Si le niveau anticipé des taux monétaires européens n’a aucune raison d’inquiéter d’un point de vue économique – il resterait nettement inférieur à l’inflation – l’impact de la politique de la BCE se fait fortement sentir sur les « spreads » des marchés obligataires. Les primes de risque sur les obligations d’entreprises continuent de monter, et les différentiels de taux entre pays du sud et pays du nord se tendent fortement (graphique 4). Ce comportement n’est pas totalement anormal en période de hausse des taux, les investisseurs vendant d’abord les obligations les plus risquées. Mais la BCE est en porte-à-faux car elle a depuis plusieurs semaines laisser « fuiter » qu’elle entendait lutter contre la fragmentation géographique à l’intérieur de la zone euro. Or Mme Lagarde n’a mentionné aucun outil nouveau à ce sujet lors de sa conférence de presse. La BCE espère sans doute qu’une fois les taux longs allemands stabilisés, les spreads de crédit se détendront à nouveau. De plus, il est possible que la fragmentation géographique des taux débiteurs (par les banques) aux agents économiques soit moins forte que celle des taux souverains grâce aux progrès de l’union bancaire européenne. Peut-être est-ce la bonne analyse, mais il reste que la communication ambiguë de la BCE sur ce sujet ne peut qu’attiser les inquiétudes des investisseurs.
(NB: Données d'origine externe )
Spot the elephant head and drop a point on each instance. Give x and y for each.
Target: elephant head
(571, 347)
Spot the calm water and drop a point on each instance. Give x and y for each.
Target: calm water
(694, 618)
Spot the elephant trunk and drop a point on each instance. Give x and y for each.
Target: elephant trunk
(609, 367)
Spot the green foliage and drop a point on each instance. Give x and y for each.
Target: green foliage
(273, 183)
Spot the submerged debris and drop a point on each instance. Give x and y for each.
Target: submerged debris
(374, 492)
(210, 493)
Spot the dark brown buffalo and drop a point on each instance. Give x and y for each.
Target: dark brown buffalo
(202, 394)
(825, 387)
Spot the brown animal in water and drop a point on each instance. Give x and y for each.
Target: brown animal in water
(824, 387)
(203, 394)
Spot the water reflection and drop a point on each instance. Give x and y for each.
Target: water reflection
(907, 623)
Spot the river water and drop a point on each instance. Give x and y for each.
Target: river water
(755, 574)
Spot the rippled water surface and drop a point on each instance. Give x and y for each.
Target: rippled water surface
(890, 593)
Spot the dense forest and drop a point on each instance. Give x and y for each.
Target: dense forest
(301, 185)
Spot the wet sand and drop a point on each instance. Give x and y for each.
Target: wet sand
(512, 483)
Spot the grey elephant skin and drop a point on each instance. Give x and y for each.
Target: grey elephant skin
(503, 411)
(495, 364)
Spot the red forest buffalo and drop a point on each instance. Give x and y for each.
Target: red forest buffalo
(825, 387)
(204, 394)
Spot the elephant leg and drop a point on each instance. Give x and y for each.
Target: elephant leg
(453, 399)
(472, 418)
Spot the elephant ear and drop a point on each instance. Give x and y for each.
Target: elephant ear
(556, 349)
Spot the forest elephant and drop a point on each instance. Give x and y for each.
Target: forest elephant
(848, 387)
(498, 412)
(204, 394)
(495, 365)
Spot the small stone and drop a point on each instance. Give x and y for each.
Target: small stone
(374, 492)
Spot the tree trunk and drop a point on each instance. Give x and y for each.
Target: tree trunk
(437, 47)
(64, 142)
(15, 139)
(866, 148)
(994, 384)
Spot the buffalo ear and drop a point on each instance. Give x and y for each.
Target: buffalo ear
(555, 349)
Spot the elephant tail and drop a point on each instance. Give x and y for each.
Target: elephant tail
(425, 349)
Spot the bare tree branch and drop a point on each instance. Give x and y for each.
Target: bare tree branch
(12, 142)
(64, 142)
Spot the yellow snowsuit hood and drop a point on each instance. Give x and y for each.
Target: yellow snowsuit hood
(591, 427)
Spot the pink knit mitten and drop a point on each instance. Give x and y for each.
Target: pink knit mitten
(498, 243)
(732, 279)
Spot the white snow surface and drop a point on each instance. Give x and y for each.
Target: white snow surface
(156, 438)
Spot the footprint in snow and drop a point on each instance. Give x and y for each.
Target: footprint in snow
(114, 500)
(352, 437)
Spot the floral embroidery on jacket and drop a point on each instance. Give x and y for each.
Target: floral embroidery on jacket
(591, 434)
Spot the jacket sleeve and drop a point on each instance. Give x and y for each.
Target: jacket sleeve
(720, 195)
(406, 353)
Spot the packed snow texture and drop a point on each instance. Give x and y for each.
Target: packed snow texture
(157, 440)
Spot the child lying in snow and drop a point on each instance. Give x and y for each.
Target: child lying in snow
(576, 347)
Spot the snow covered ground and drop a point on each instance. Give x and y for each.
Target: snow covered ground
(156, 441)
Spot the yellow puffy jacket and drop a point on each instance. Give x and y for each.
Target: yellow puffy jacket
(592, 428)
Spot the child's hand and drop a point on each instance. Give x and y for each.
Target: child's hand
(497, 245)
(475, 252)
Dans ce contexte chahuté, les courbes de taux s’aplatissent en Europe comme aux Etats-Unis, ce qui reflète des angoisses grandissantes sur la soutenabilité de la croissance économique. Les investisseurs craignent en effet que les banques centrales ne soient obligées de casser la croissance pour obtenir la baisse espérée de l’inflation. Dans nos portefeuilles nous avons réagi à la hausse des prix du pétrole et aux mauvais chiffres américains en modérant notre exposition aux actions dans nos fonds flexibles.